On May 1, Fed, DFS fined Goldman Sachs $110mn in FX trading.
- Goldman Sachs charged for unsafe, unsound practices, in FX trading business.
- Traders buy and sell currencies for the firm's own accounts and for customers.
- Dealing done through indirect subsidiaries, both in US and in overseas offices.
Alleged Violations
- Firm did not detect traders' use of chatroom to communicate with competitors.
- Traders discussed respective positions, fixes to benchmark, to increase profits.
- Firm failed to detect disclosures of client information by traders to other firms.
Expectations
- Feed expect strong governance of compliance risk at all levels of management.
- Policies and procedures, rigorous surveillance, escalation mechanisms, training.
Sanctions
- Both the Fed and NY DFS each fined Goldman $54.75mn for total of $109.5mn.
- Orders required firm to improve controls over FX compliance risk management.

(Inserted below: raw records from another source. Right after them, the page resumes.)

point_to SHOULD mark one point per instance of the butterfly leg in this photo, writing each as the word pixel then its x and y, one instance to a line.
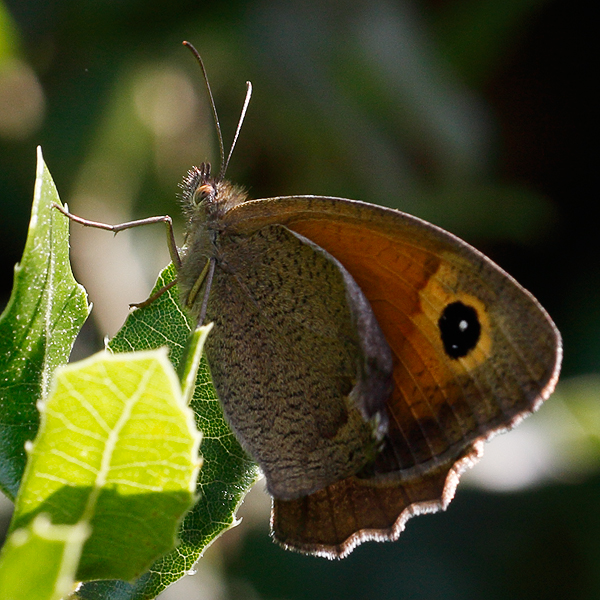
pixel 207 274
pixel 166 219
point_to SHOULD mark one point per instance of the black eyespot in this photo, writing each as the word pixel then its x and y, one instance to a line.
pixel 459 329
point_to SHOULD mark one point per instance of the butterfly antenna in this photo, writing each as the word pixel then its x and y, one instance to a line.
pixel 237 131
pixel 212 104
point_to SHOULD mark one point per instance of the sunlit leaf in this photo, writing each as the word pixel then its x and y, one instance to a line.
pixel 44 315
pixel 117 449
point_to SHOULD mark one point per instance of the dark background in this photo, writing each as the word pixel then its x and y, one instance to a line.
pixel 473 114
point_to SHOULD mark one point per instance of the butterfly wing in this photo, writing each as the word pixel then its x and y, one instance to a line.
pixel 473 353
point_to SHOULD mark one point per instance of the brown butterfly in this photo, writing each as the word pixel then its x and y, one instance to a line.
pixel 362 356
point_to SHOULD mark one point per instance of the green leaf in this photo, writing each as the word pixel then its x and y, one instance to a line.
pixel 46 311
pixel 39 562
pixel 117 449
pixel 227 473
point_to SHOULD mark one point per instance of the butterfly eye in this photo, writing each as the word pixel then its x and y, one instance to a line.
pixel 203 193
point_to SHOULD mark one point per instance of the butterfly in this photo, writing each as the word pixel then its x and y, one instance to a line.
pixel 362 356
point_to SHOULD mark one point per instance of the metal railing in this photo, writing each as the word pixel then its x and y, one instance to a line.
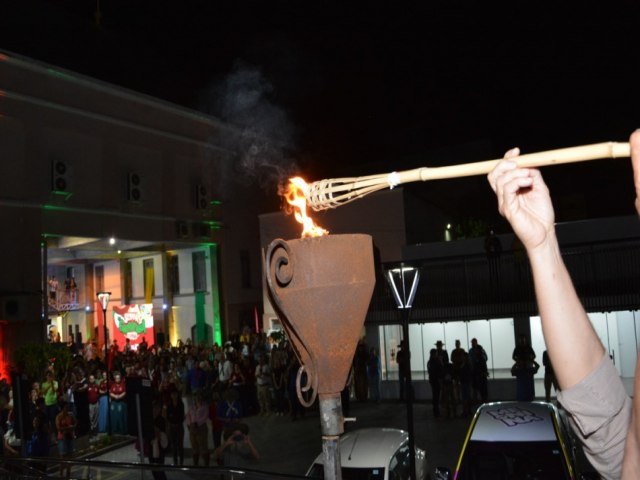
pixel 13 468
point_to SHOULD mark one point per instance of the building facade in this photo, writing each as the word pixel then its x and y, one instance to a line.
pixel 103 189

- Policies for types of communications staff may use to communicate with others.
- Types of trade and confidential customer information that may be so disclosed.
- Conduct for responding to conflicts with customers that place execution orders.
- Compliance reporting for staff to report violations of policies, US law and rules.
- Training for staff in market activity, on policies and laws for job responsibilities.